Lorsqu'il se réveilla, il était une fois de plus dans une prison et se dit que malheureusement son équipage avait gagné. Enfin…après la mutinerie ce n' était plus exactement son équipage… Il leva une tête engourdie et remarqua que ses mains avaient été menottées et ligotées au-dessus de sa tête, ne lui laissant aucun mouvement possible. Il plissa les paupières et inspecta la cave autour de lui. Il ne devait pas être dans son navire…Celui-ci était sale et visiblement en mauvais état…Se pourrait-il…Que les pirates l'aient emmené ? Mais alors pourquoi ne pas l'avoir tué ? Quel avantage cela procurait-il aux pirates de l'avoir embarqué ? Peut-être…Peut-être voudraient-ils lui faire du chantage pour récupérer des terres ? Ou pis encore pour avoir sa couronne ? Oh décidemment il eut mieux fallu que son ancien équipage gagne…Quitte à y laisser la vie.. Il dressa l'oreille en entendant des pas grincer derrière la porte et jeta un rapide coup d'œil autour de lui cherchant à repérer un outil tranchant qu'il pourrait aisément attraper. Il n'y avait rien…Il aurait dû s'en douter…Les pas se rapprochèrent derrière la porte, et il se résigna à accepter son triste sort. Il n'était pas si courageux en fin de compte.
La porte s'ouvrit sans un bruit laissant entrer une silhouette vêtue d'une cape et d'un capuchon ne permettant à personne de connaître son identité. On ne pouvait malheureusement pas découvrir le sexe de la personne en observant sa démarche ou le contour de son corps car elle était trop couverte de couches de vêtements sous sa cape pour ça. La silhouette s'agenouilla devant le Prince, laissant apparaître un visage masqué par un foulard. « Mince…se dit le noble, cette personne avait vraiment tout prévu pour que son identité reste inconnue. »

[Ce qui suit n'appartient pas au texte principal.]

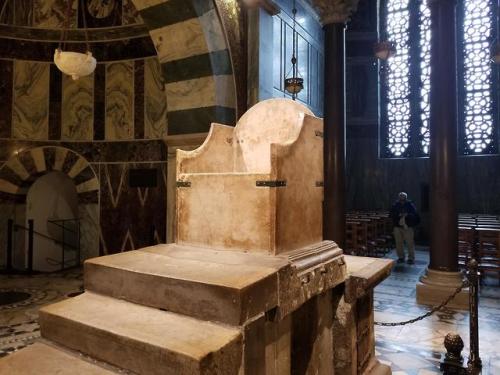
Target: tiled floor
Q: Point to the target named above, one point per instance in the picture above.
(18, 322)
(413, 349)
(417, 348)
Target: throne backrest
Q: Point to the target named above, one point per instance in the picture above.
(268, 122)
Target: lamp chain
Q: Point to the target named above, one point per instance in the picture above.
(294, 46)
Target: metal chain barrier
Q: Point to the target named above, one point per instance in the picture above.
(465, 284)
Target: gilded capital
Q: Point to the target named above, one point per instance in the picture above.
(333, 11)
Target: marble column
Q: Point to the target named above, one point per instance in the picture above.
(442, 276)
(334, 133)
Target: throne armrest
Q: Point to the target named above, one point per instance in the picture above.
(215, 155)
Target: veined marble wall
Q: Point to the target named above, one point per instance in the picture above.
(52, 13)
(155, 107)
(131, 93)
(119, 101)
(122, 101)
(30, 100)
(372, 182)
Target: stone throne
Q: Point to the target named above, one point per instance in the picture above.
(256, 187)
(249, 287)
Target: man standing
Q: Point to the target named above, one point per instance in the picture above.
(404, 217)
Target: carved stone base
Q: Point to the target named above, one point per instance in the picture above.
(435, 286)
(377, 368)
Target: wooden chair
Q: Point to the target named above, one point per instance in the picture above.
(465, 245)
(488, 243)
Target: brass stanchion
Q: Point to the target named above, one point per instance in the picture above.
(474, 364)
(453, 361)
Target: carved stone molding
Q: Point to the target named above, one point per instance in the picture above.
(268, 5)
(333, 11)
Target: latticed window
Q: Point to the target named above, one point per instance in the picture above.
(405, 78)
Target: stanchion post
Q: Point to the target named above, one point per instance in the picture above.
(474, 364)
(10, 241)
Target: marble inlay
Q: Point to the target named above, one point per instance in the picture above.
(89, 230)
(212, 28)
(52, 13)
(39, 159)
(7, 211)
(130, 15)
(142, 4)
(119, 122)
(31, 100)
(155, 101)
(78, 108)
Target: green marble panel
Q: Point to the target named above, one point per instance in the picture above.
(77, 108)
(198, 120)
(155, 103)
(207, 64)
(52, 13)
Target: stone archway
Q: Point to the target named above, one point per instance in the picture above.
(22, 169)
(195, 61)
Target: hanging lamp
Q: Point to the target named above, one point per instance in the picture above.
(295, 83)
(74, 64)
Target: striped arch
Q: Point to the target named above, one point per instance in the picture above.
(21, 171)
(195, 61)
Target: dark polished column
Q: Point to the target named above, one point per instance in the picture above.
(334, 134)
(442, 277)
(443, 137)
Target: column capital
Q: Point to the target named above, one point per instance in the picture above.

- Je sais qui vous êtes. Lâcha la silhouette d'une voix féminine.
« Oh. C'était donc une femme...Il pouvait légèrement baisser sa garde…On ne sait jamais…Peut-être était-elle douée en piraterie ou en escrime. »

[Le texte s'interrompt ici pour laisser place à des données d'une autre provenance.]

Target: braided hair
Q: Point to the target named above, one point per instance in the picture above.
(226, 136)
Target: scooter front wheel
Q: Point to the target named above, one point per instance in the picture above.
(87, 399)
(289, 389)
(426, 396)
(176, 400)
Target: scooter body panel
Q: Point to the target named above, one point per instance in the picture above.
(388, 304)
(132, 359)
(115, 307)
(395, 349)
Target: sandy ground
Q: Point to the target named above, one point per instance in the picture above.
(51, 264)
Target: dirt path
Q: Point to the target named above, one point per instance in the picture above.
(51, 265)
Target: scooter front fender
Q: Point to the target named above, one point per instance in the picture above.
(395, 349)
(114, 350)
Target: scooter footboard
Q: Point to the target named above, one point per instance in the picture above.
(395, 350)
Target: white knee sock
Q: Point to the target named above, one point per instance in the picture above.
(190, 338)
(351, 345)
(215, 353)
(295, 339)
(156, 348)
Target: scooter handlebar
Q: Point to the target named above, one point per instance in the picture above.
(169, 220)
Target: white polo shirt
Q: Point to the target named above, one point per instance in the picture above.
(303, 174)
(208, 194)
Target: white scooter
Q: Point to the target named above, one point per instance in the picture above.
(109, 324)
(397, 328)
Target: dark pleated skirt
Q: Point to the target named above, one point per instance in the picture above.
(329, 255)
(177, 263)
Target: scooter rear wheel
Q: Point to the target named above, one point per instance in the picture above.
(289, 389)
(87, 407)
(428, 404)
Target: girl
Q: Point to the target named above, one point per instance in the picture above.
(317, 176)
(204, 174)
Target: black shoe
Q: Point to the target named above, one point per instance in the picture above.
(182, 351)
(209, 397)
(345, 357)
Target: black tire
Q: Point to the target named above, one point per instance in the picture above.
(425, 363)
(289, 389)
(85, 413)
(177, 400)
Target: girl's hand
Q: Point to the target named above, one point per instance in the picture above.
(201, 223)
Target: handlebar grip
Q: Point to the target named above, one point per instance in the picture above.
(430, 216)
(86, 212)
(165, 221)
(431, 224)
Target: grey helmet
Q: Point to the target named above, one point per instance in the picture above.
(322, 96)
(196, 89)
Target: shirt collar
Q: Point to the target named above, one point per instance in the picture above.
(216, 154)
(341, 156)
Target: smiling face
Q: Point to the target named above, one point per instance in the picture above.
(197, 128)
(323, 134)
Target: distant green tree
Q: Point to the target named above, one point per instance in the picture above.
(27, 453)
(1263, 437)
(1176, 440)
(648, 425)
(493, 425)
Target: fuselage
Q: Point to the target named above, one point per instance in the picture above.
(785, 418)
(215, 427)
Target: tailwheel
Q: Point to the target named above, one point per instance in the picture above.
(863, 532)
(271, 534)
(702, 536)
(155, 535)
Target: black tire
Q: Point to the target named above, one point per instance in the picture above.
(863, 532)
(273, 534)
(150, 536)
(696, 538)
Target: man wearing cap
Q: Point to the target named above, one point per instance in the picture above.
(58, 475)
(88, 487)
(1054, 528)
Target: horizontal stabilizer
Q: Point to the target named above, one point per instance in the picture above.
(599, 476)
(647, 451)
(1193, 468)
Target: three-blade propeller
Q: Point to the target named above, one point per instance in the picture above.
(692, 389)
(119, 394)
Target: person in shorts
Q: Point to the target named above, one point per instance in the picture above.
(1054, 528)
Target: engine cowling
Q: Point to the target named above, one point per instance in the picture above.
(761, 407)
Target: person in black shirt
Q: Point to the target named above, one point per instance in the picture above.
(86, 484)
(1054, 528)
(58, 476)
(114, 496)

- Je n'en doute pas. Répliqua-t-il d'une voix froide en la fixant les yeux dans les yeux. Qui ne connait pas mon nom ?
- Vous n'avez pas l'air très modeste, Prince Jellal. Renchérit la femme, l'intonation amusée.
Jellal sourit et tenta du mieux qu'il pouvait de se redresser.
- Je suis obligé. Seriez-vous un Roi modeste ? Ou plutôt une Reine modeste devrais-je dire.
La femme parut sincèrement embêtée et se releva en faisant les cents pas dans la pièce. « Il avait déjà deviné…Mais en même temps comment ne pas parler ? Tout ce qui lui restait à faire était de ne pas dévoiler son visage. »
- Vous m'en voyez navrée mais je n'ai jamais eu l'occasion d'essayer la Royauté. De toute façon, ce n'est pas comme si c'était envisageable se moqua-t-elle.
- Encore heureux, murmura le jeune prince. Pourquoi suis-je ici ? reprit-il en haussant la voix.
- Vous allez nous être utile susurra la jeune femme à son oreille. Vous serez détaché dans peu de temps…Vous servirez…d'appât à chaque combat.
Jellal serra les dents et tenta de se ressaisir.
- Pouvez -vous au moins me dire votre nom ?
La réponse fut brève et catégorique.
- Non.
- Mais…Vous pouvez m'appeler Titania rajouta la jeune femme, amusée.